Ce nouveau vernaculaire est le symptôme d’une société où le débat sur l’urbain fait défaut, remplacé par un mépris latent de l’architecture. Il manque une conversation publique éclairée sur le pourquoi, le comment et le où du développement, de la construction. Des projets qui soient plus que l’illustration de la solvabilité d’un terrain ; des constructions qui matérialisent nos anticipations et ambitions collectives. Non pas des conteneurs abrutis, mais des lieux capables d’équiper notre demain.
Next Non-lieu Au Luxembourg, le mot « non-lieu » circule surtout dans le vocabulaire juridique. Le sociologue Marc Augé lui donne un tout autre sens : désigner ces espaces de circulation, de consommation ou de communication qui ne portent ni mémoire, ni relations, ni identité. Des lieux sans lieu. À l’inverse du village ou de la place, qui tissent une continuité et cohésion sociale, culturelle et historique, le non-lieu est fonctionnel, transitoire, standardisé, interchangeable, anonyme.

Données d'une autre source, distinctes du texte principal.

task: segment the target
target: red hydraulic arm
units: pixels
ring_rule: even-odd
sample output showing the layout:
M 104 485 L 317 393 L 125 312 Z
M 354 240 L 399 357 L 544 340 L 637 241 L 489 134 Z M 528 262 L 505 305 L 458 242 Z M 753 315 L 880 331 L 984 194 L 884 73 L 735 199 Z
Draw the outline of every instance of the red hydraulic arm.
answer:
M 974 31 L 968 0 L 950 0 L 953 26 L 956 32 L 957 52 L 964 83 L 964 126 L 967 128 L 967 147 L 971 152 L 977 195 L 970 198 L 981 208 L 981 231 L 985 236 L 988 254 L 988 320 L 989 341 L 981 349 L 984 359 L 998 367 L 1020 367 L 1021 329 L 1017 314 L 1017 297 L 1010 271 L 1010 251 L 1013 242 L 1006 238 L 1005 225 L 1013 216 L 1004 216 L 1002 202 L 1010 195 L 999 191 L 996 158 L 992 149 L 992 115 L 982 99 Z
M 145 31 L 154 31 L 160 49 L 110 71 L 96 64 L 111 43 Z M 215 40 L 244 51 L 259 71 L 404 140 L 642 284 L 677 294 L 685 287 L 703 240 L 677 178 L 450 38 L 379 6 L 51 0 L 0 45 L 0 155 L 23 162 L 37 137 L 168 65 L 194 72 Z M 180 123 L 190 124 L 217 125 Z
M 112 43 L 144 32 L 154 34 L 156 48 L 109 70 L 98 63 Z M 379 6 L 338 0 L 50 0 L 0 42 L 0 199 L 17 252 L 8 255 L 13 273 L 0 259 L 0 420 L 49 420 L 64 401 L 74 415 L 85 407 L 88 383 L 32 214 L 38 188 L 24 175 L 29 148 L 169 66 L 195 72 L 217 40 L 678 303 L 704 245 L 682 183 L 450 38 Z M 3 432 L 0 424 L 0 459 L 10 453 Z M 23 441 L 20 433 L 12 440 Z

Ironiquement, la typologie du mall fut initialement conçue par l’austro-américain Victor Gruen portant des idéaux socialistes. Son ambition était de recréer un espace public manquant dans les banlieues américaines, en offrant un lieu de rencontre et de culture pour des communautés dispersées par le suburbia. Le mall devait compenser la rue absente, fournir l’agora que la croissance automobile avait effacée. Aujourd’hui symbole d’hyperconsommation et de privatisation de l’espace, il produit l’enclave climatisée, l’utérus de la consommation.
À Pontpierre-Wickrange, la vocation semble claire : produire méthodiquement du Fomo5, nourri par un flux continu de selfies et de reels, cadrés dans des décors standardisés, décontextualisés, réduits à la pure surface décorative. Ici, l’espace n’est pas destiné à être habité, mais capté, consommé, communiqué, puis effacé.
Derrière la surface architecturale, cette peau photogénique calibrée pour la communication, l’implantation du projet agit comme un geste stratégique sur le territoire. Ce geste n’est ni neutre, ni innocent et devrait constituer le véritable centre du débat. Là où l’analyse cesse de porter sur l’objet et commence à interroger la manière dont il reconfigure le paysage, les flux et les récits qui l’entourent.
Zone interurbaine : verte, vertueuse, vitale Nous appelons Zone verte interurbaine (ZVI) ce paysage entre la conurbation-centre, qui devrait, tôt ou tard, s’agglomérer en métropole du Grand Luxembourg, et l’agglomération-sud, ce territoire transfrontalier productif. C’est dans cet apparent no man’s land que le complexe se parachute, qu’il pénètre, indifférent et inévitable.
La notion de ZVI surgit en 2002, lors de la première tentative de planification nationale (Integrated Transport and Spatial Development Concept) conduite par Albert Speer Jr qui devait dompter l’équation impossible : croissance infinie contre collapse des infrastructures. Sa réponse va vers un schéma polycentrique, de pôles urbains reliés par le transport collectif, hiérarchisés par des zones vertes, dont l’interurbaine, la ZVI.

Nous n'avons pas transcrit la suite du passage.